There are eight sections to the exhibition, and these form a narrative for the different elements of boyhood. Childhood, education, rebellion, and an exploration and experimentation with gender are all stages which the teenage boy as well as the spectator takes part in. The similar subject matter of the works, and the fact that this is most definitely a fashion orientated exhibition, allow them to interact seamlessly with one another. Contemporary fashion design employs a variety of mediums in design – showing and advertising – and Mad About The Boy offers a microcosmic experience of this. Campaign photography, installation and audio are all mediums through which the viewer is invited to consider the subject: boys.

Photocredit: The Fashion Space Gallery.
Photocredit: The Fashion Space Gallery.

The exhibition reconstructs a part of (BR)Other By Proxy, Meadham Kirchoff’s influential Spring/Summer 2013 collection. The exhibition was inspired by Kirchoff’s personal space, and influenced by his own memory of adolescence; however, this preoccupation with the teenage bedroom is not peculiar to Kirchoff alone. Christopher Kane, another highly influential young British designer has also repeatedly cited the teenage bedroom as a source of artistic inspiration, as a mode of expression. Unable to exert any kind of creative control over the home as a larger entity, teenage bedrooms can often be self-consciously curated spaces – just as Kirchoff’s reconstruction demonstrates. Their walls are papered in posters and their floors are strewn with clothes, pointing to specific identifications and tastes. The viewer is also presented with the notion that the highly fetishist teenage boy is distinctly ordinary; after all, the room we are presented with looks very familiar.
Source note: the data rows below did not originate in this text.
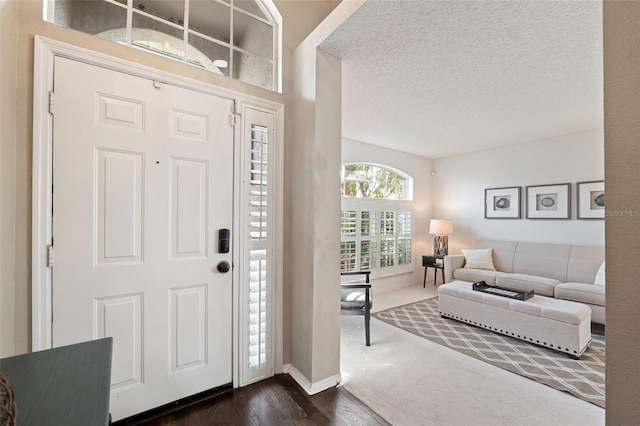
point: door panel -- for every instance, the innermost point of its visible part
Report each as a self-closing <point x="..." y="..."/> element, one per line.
<point x="143" y="179"/>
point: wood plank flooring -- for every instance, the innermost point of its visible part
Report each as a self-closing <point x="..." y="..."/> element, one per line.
<point x="278" y="400"/>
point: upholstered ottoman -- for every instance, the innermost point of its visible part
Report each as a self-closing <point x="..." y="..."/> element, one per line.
<point x="557" y="324"/>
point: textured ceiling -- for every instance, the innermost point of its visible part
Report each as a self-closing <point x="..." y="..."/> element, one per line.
<point x="439" y="78"/>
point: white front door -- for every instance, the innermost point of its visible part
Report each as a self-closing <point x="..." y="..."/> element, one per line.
<point x="142" y="184"/>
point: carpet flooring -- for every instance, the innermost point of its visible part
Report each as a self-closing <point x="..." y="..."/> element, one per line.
<point x="583" y="378"/>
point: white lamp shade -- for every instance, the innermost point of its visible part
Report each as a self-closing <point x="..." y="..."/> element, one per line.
<point x="440" y="227"/>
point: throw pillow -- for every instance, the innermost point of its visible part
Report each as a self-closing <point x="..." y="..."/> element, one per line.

Photocredit: Wonderland Magazine.
Photocredit: Wonderland Magazine.

Sexual experimentation is depicted in a similarly intimate way; Alasdair McLellan’s The Perfect Kiss exemplifies this as an undeniably attractive and intriguing image. It is a tender moment, yet it is highly sexualised; the viewer no longer a passive participant in the exhibition, but a voyeur. The nervous energy and excitement of the image, and the way in which it emphasises the very tactile nature of kissing involves us in this intimate moment. Yet, the photographer intentionally crafts this implication; Alistair McLellan is a fashion photographer and his subjects are models. The viewer is invited and encouraged, simply through the genre of the image, to relish and appreciate this consciously constructed moment. Regardless of sexual orientation, the fashion industry is undoubtedly fascinated by, and reliant upon, sexuality. The notorious spectacle that is the annual Victoria’s Secret Show is a contrastingly heteronormative example of how sexuality can be simultaneously a market, an inspiration and a means of advertisement. While the intimacy encapsulated by The Perfect Kiss is less gaudy and far less conscious of its role as an advertisement, it too commodifies sexuality, specifically that of its adolescent subjects.

The exhibition seeks to challenge the conceptions of boyhood but also bridges the gap between inspiration and product. Mad About The Boy manages to combine the tender and vulnerable aspects of boyhood with the creative and experimental nature of growing up, exploring how the different elements of male youth are interpreted in fashion photography. The model industry, the viewer, and the exhibition itself are all besotted with the ‘Boy’.

‘Mad About The Boy’ at the Fashion Space Gallery is open to the public until 2nd April 2016.